= Toronto External Contracts Inquiry =

Investigation of municipal conflicts of interests

The Toronto External Contracts Inquiry is a judicial inquiry into allegations of conflict of interest around contracts entered into by Toronto, Ontario's municipal government in 1998 and 1999.

It is a follow-up to the city's earlier Computer Leasing Inquiry, and is investigating three other questionable contracts. However, as with the earlier inquiry, the External Contracts Inquiry is commissioned by Madam Justice Denise Bellamy of the Ontario Superior Court of Justice.

The External Contracts Inquiry was established by Toronto City Council on October 1, 2002, as an expansion of the Computer Leasing Inquiry. It began hearings on October 18, 2004, after the Computer Leasing Inquiry ended.

==TMACS==
The first contract investigated by the External Contracts Inquiry involved the city's tax and billing management system.

On January 1, 1998, the city of Toronto and its five suburban cities (Scarborough, North York, Etobicoke, East York and York) were amalgamated into the single "megacity" of Toronto.

During the amalgamation process, the six municipal governments had to merge their computer systems.
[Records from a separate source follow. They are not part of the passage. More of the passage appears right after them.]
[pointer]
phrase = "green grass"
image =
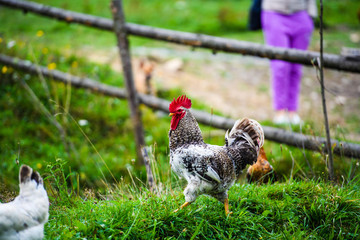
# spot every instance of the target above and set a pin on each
(296, 210)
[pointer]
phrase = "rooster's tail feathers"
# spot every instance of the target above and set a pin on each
(248, 129)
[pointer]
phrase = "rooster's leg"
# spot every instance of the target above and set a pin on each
(226, 205)
(182, 206)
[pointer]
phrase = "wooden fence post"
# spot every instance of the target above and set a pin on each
(330, 163)
(123, 45)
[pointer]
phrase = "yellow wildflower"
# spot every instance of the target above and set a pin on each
(40, 33)
(51, 66)
(4, 69)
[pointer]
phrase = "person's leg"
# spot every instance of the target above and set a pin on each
(299, 39)
(274, 28)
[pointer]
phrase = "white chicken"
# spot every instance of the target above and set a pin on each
(24, 218)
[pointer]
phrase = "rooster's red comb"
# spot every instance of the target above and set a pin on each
(181, 101)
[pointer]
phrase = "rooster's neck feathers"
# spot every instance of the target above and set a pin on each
(187, 132)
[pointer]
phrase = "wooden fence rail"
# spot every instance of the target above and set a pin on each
(278, 135)
(331, 61)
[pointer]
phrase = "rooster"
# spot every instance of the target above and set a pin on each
(261, 171)
(24, 218)
(210, 169)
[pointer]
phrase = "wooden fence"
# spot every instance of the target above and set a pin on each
(197, 40)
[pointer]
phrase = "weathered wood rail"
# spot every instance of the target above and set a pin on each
(331, 61)
(277, 135)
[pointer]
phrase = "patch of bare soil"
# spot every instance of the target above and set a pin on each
(240, 86)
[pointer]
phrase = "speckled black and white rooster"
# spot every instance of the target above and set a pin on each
(210, 169)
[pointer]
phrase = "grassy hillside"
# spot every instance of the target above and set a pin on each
(295, 210)
(96, 188)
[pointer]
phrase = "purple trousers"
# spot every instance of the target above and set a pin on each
(289, 31)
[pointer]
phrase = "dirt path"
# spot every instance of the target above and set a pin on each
(239, 86)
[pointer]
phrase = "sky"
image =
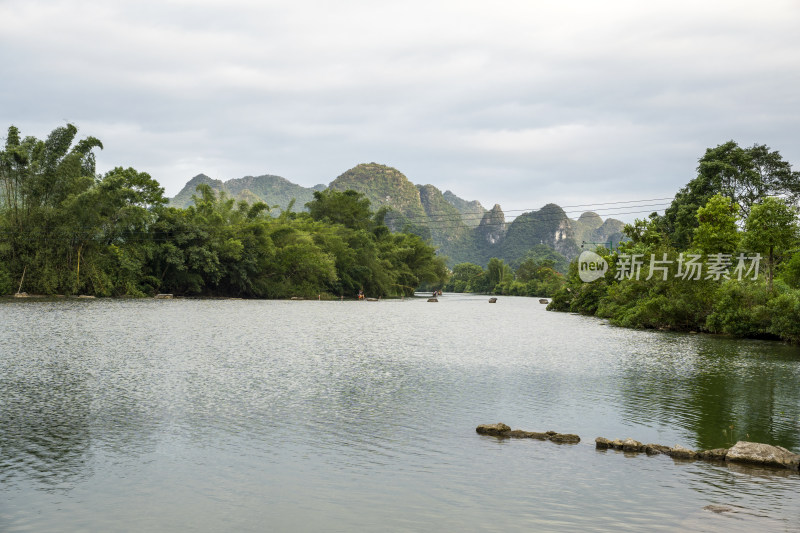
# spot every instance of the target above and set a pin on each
(582, 103)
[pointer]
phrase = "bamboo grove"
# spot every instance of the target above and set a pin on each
(64, 229)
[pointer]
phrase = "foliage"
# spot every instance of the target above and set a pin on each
(771, 228)
(73, 232)
(717, 230)
(745, 175)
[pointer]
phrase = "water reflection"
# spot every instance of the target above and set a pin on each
(721, 390)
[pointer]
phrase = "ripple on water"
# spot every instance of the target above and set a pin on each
(309, 414)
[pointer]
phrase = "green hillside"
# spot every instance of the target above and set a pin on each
(273, 190)
(461, 230)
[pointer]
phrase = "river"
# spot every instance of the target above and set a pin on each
(240, 415)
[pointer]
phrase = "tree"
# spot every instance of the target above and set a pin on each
(348, 208)
(771, 227)
(717, 231)
(745, 175)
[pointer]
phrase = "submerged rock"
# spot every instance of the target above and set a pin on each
(763, 454)
(520, 434)
(565, 438)
(497, 430)
(602, 443)
(630, 445)
(655, 449)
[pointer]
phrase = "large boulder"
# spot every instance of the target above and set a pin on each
(717, 454)
(565, 438)
(655, 449)
(763, 454)
(630, 445)
(602, 443)
(520, 434)
(497, 430)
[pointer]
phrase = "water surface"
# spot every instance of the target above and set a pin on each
(213, 415)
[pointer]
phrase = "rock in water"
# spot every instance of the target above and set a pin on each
(565, 438)
(497, 430)
(717, 454)
(630, 445)
(763, 454)
(602, 443)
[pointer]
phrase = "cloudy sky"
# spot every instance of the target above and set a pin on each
(511, 102)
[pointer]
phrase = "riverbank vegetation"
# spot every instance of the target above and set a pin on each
(66, 230)
(724, 258)
(539, 273)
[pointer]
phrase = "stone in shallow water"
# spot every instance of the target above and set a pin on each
(763, 454)
(655, 449)
(717, 454)
(520, 434)
(498, 430)
(602, 443)
(565, 438)
(679, 452)
(630, 445)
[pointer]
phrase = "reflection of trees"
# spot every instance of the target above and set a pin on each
(722, 390)
(44, 426)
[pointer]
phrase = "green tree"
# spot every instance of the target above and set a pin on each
(771, 228)
(745, 175)
(348, 208)
(717, 230)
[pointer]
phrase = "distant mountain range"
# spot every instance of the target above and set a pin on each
(462, 230)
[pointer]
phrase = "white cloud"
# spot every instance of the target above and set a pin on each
(574, 101)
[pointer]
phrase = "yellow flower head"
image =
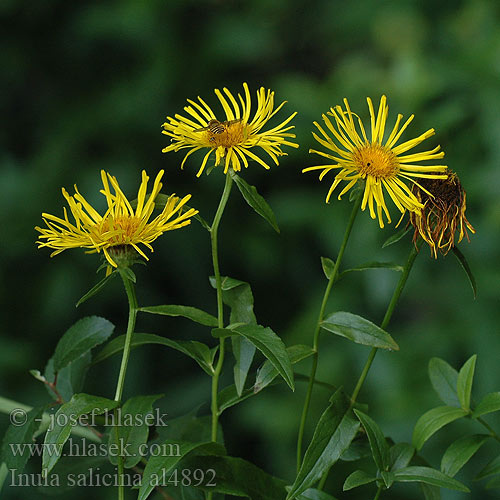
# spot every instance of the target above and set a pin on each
(232, 138)
(443, 214)
(379, 164)
(121, 227)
Five of the municipalities used a system called TXM, while North York used a system called TMACS. North York's treasurer, Wanda Liczyk, was the sole voice in favour of adopting TMACS for the amalgamated city, and when she subsequently became treasurer of the "megacity", she implemented TMACS without consulting city council.

TMACS was developed for North York's city government by two American software consultants, David Maxson and Michael Saunders. Testimony before the inquiry has confirmed that from 1989 to 1991, Saunders and Liczyk had a personal romantic relationship.

Although their relationship ended before Saunders was contracted by the city of Toronto, city staff have testified that Liczyk and Saunders still had a close friendship. In her testimony to the inquiry, Liczyk has acknowledged that her relationship with Saunders may have created the appearance of favouritism in her decisions involving Saunders. However, in response to suggestions that she should have declared a conflict of interest and recused herself from such decisions, Liczyk has testified that she is able to separate personal and business matters.

It has also been testified that Saunders was often rude and abrasive to city staff.

==Other Contracts==
Two other city contracts will be investigated by the Inquiry. Testimony around these contracts has not yet been presented.